Wolfhart Hauser has stepped down and will not stand for re-election at the company’s next annual shareholder meeting.
Around one in four shareholders, excluding Coast, voted against the New York Hedge fund’s 13 resolutions, Press Association reported.
Coast, which owns a near 10 per cent stake in First, had been agitating for a radical restructuring of the company.
The hedge fund’s demands included splitting First’s UK assets from its US assets, withdrawing from Britain’s railways and removing six board members including Hauser and chief executive Matthew Gregory.
In total, 29.3 per cent of votes were in favour of removing Hauser as a director and 24.15 in favour of Gregory’s dismissal.
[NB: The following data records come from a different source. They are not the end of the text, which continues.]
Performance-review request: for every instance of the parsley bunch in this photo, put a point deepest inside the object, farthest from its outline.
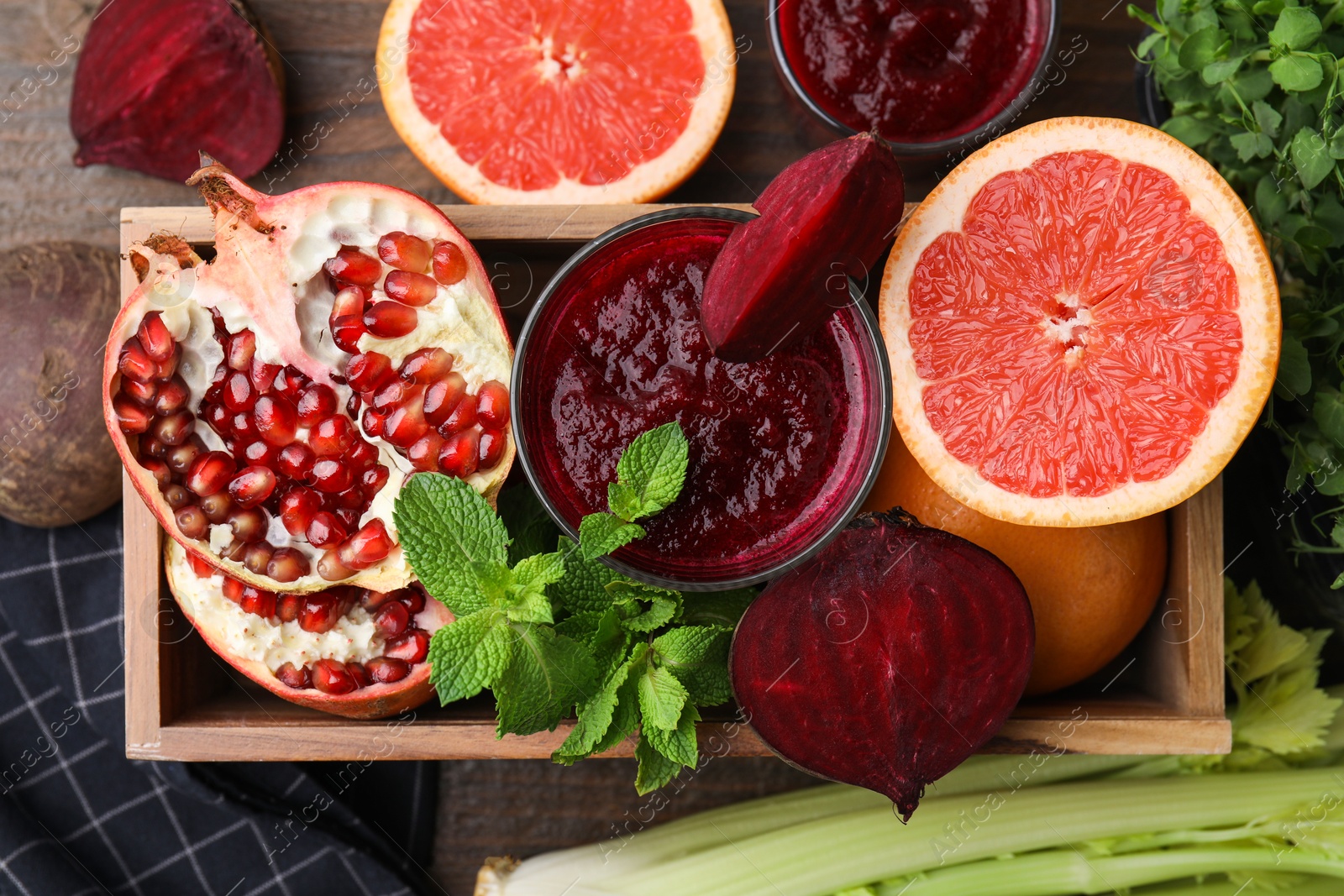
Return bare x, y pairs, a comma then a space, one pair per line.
553, 633
1256, 87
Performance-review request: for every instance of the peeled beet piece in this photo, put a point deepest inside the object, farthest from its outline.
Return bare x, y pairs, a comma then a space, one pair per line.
781, 275
160, 81
886, 660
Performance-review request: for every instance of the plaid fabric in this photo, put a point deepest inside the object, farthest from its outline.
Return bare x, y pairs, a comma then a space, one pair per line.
82, 819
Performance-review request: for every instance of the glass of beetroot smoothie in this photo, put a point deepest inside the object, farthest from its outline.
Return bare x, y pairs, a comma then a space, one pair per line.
781, 450
929, 76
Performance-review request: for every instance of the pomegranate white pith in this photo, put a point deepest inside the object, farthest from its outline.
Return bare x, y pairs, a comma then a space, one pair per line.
351, 652
270, 403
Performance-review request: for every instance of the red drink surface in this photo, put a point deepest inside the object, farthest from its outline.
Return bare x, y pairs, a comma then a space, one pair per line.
913, 70
618, 349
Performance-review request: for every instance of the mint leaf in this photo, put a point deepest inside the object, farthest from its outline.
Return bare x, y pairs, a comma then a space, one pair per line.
698, 656
601, 533
655, 770
549, 674
662, 698
678, 745
649, 473
445, 527
468, 656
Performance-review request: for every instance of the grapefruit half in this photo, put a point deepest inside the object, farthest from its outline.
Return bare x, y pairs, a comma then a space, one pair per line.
1084, 325
558, 101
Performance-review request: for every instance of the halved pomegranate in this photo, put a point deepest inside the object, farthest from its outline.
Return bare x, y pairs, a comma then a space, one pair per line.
353, 652
269, 403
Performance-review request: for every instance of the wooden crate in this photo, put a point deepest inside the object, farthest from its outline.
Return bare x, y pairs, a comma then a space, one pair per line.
1164, 694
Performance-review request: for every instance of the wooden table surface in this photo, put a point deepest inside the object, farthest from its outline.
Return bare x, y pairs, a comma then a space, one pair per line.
487, 808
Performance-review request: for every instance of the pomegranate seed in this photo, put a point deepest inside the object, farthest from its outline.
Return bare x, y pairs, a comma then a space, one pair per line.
362, 457
276, 419
181, 457
390, 320
239, 351
410, 647
461, 454
158, 469
423, 452
192, 521
260, 602
140, 392
257, 557
239, 392
210, 473
131, 418
319, 613
333, 476
492, 405
460, 418
492, 449
155, 338
410, 288
427, 364
136, 363
366, 547
264, 375
296, 461
176, 497
386, 671
333, 437
443, 398
316, 402
449, 264
346, 332
297, 506
326, 531
174, 429
403, 251
360, 673
217, 506
373, 423
288, 607
393, 620
333, 678
172, 396
373, 481
353, 266
286, 564
292, 678
252, 485
331, 569
367, 371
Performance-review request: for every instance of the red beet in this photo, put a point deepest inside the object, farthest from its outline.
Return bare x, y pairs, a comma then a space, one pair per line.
887, 660
781, 275
160, 81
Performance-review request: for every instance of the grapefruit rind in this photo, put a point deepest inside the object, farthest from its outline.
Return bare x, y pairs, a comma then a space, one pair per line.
644, 183
1211, 201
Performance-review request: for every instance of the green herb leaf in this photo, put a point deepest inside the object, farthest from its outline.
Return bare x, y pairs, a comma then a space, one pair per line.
601, 533
445, 528
548, 676
468, 656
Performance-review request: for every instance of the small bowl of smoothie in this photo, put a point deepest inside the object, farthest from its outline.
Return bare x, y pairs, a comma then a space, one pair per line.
927, 76
781, 450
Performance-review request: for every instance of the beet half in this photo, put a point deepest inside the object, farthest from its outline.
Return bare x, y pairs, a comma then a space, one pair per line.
887, 660
780, 277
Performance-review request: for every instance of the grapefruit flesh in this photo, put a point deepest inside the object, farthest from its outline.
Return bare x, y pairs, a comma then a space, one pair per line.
1090, 338
558, 100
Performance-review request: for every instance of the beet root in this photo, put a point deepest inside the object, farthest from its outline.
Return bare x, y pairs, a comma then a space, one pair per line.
780, 277
887, 660
161, 80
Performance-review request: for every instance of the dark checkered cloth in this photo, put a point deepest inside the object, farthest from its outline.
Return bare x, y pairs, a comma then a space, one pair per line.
78, 817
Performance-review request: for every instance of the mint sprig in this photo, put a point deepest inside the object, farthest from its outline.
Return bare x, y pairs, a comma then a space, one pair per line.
553, 633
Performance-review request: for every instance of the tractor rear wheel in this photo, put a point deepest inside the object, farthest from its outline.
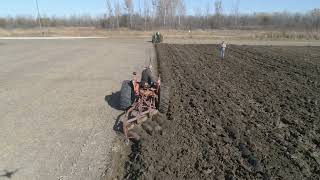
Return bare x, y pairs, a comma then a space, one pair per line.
163, 103
126, 95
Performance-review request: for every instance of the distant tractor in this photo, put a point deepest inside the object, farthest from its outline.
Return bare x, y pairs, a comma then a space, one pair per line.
157, 38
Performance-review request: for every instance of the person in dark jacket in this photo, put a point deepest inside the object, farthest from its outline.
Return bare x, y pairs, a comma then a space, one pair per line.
147, 77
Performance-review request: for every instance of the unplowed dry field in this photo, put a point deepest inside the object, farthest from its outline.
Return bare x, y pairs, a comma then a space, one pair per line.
253, 115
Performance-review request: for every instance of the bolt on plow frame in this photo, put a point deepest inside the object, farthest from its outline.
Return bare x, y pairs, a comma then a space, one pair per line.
141, 102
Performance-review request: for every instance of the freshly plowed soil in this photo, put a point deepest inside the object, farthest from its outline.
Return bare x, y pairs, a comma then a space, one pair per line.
253, 115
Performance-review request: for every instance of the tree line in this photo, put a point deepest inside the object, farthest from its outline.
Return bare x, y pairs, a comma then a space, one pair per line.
171, 14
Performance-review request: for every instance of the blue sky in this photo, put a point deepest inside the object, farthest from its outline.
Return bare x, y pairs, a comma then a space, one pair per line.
97, 7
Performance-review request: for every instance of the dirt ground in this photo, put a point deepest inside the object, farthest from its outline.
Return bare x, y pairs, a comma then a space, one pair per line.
253, 115
56, 105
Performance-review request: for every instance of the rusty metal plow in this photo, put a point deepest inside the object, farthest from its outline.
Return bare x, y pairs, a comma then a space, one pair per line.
143, 108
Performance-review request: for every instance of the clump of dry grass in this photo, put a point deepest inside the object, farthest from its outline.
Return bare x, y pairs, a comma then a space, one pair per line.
168, 33
291, 35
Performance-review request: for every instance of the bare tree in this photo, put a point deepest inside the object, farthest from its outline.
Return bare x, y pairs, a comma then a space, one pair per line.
110, 13
146, 12
207, 13
218, 12
117, 12
129, 8
236, 12
39, 16
181, 10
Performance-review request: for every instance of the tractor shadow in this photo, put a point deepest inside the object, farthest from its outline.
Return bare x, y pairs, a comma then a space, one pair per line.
113, 101
7, 174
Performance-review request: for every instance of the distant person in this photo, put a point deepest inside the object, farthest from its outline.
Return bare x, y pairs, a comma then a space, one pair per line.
223, 47
146, 77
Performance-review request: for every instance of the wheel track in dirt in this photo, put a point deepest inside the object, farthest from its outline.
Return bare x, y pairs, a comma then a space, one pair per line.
222, 109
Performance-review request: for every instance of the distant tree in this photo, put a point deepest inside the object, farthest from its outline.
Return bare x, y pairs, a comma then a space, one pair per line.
236, 12
110, 13
146, 12
181, 11
117, 12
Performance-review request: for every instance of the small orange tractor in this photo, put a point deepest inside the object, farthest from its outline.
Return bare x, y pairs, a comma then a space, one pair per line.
140, 103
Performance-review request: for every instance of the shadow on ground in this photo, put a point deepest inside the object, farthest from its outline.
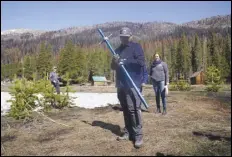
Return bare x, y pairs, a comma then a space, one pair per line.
108, 126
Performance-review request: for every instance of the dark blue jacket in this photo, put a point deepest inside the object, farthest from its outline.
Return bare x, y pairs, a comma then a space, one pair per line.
145, 75
134, 65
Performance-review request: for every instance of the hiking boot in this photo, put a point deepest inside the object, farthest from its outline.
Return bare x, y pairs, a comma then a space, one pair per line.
143, 109
124, 137
164, 112
138, 143
158, 110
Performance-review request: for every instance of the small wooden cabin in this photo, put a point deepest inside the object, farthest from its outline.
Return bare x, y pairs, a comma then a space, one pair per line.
99, 81
197, 78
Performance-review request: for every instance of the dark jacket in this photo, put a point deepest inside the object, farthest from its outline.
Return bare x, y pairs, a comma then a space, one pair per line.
159, 72
145, 75
134, 65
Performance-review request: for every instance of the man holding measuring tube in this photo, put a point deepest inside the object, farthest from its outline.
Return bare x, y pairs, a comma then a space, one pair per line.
131, 55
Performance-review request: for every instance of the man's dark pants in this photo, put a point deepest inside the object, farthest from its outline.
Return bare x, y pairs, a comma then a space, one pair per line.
131, 106
57, 86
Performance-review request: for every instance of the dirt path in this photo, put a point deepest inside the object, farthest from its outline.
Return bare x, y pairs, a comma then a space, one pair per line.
195, 125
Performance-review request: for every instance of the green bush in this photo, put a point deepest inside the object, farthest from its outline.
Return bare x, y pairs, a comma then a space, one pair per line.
212, 88
23, 98
26, 93
213, 79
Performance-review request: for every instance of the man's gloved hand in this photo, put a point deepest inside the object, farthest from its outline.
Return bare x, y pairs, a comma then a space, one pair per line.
117, 60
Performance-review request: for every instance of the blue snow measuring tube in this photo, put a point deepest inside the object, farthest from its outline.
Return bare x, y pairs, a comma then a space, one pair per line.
105, 39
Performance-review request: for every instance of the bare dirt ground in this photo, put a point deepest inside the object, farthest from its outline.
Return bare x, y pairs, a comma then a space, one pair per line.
196, 124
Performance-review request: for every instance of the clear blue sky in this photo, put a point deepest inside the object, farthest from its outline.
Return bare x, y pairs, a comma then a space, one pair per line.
54, 15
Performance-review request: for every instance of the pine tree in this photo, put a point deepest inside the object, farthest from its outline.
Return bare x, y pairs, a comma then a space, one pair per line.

In a statement this afternoon First Group said: “The board also notes that more than 20 per cent of shareholders voted in favour of several resolutions against the Board’s recommendation.
“The board takes seriously its responsibility to understand shareholders’ opinions and will continue to engage with our investors over the coming weeks to discuss any views they may have, as reflected in the votes on those resolutions, as part of its ongoing programme of engagement. “
Hauser said: “Having renewed the Board through the appointment of independent directors with a diverse range of skills and expertise focused on the future of mobility services and overseen the appointment of Matthew Gregory as chief executive and Ryan Mangold as chief financial officer to drive delivery of the strategy, it is now time for me to move on.
“I am confident that the clear path forward laid out for the group in our strategy announcement on 30 May is the best way to deliver enhanced sustainable value to all shareholders, and that the board and management team will execute these plans at pace.”
David Robbie, senior independent director, will step in as interim chairman of the board.
Yesterday it was reported that Schroders and Columbia Threadneedle intended to support Coast in this afternoon’s vote.
In a letter to shareholders this morning Coast accused First of telling some shareholders that “everything is for sale at the right price”.
The company also alleged that First was exploring the sale of its First Student division with private equity investors, including discussing indicative pricing.
“Such news, if true, would run counter to the company’s publicly stated strategy and would appear to be material non-public information in nature,” the letter said.
“It would also amount to highly selective distribution of information among shareholders.”
However, First denied the accusations and branded the allegations “desperate and spurious”.